Despite all this, I postponed my switch to Zotero until late 2008, mostly because by then I figure out some ways to cope with some of the limitations of Zotero. The main problem was the lack of rich text formatting of titles fields. In the life sciences, names of species (e.g. Homo sapiens) and chemicals are abundant in article titles, and I didn’t look forward to edit my bibliographies all by hand each time I had to send out a draft. Eventually, I circumvented this by using HTML-markup in my Zotero library, and using a Word macro to automatically convert tagged text to properly formatted text (details here. Although not entirely straight-forward, it did the trick. I transferred my library by redownloading all my references from the journal websites (relying heavily on PubMed and Google Scholar). This had the advantage that I could download all the PDFs during my switch (I didn’t store copies of them before), and since then I’ve greatly enjoyed the ability to quickly call up the PDFs of articles in my Zotero library.

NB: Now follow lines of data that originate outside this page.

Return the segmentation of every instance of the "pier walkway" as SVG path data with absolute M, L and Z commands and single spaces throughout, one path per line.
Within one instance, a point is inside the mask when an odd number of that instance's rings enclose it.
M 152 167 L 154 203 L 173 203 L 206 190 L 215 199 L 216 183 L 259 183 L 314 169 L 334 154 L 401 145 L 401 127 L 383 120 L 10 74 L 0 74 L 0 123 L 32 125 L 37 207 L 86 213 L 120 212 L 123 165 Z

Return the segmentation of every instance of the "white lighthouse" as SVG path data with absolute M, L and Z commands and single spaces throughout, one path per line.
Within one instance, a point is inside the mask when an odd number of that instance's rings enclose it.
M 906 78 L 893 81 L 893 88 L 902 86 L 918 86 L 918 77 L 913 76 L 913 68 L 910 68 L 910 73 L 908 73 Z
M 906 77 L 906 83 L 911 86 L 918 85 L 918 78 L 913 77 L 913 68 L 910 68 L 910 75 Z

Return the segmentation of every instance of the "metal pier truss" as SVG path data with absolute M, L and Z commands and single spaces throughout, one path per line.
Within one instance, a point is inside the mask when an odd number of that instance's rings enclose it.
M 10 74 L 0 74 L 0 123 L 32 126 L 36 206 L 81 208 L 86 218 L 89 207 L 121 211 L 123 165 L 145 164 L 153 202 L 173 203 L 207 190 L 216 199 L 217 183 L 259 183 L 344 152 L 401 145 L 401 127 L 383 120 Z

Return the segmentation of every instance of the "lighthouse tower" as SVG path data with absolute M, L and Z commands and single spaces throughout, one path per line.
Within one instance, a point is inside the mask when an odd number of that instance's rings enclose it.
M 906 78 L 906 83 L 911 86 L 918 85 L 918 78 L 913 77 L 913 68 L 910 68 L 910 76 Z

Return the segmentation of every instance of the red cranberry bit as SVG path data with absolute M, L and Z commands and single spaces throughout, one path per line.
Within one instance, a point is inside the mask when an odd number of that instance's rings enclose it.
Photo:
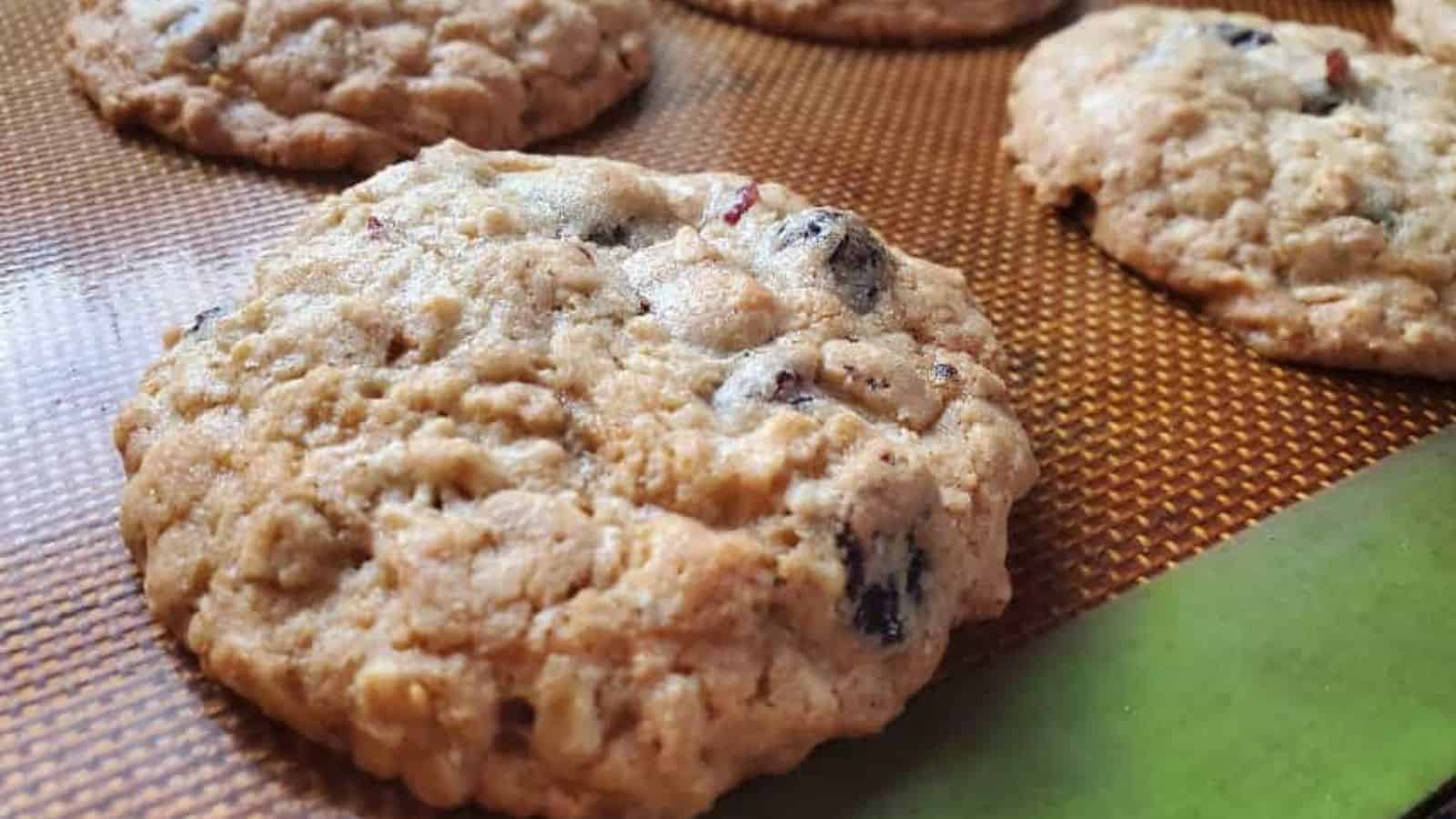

So, am I now trouble-free? Not completely. Although translators can be big time-savers, they’re also quite fragile, and often break if websites change ever so slightly. This situation might improve however when publishers and journal databases decide to include (more) standardized metadata on their websites. For now, one can usually fall back on other websites (e.g. use PubMed instead of the publisher’s website), and attach the PDF by hand after manually downloading it. Alternatively, the reference information can be exported (e.g. via the RIS-format) and (automatically) imported into Zotero. Some minor additional minor niggles exist: the Citation Style Language still lacks some options so that some styles cannot be entirely reproduced. Managing author names and journal abbreviations is still quite cumbersome without batch editing. The Word plugin is a bit clunky: by default, it uses a non-movable window to select references, obscuring the text of the manuscript. The plugin interface is crowded and limited, and enabling the track-changes feature of Word slows down the plugin to a crawl. Still, I feel positively about Zotero. The Citation Style Language is about to receive an update that should fix most outstanding style issues. A new citation engine is being built along-side for integration into Zotero, which should remove my need to use the Word macro. And once the syncing feature is sufficiently polished, the Zotero developers hopefully have more time to focus on implementing other features.

With all this in mind, I haven’t really started advocating the use of Zotero with my colleagues (although I’ve started do so with the grad students I supervise), but Zotero is ever so close to become my perfect reference manager. Maybe it will have become so at the end of my PhD, 10 months from now.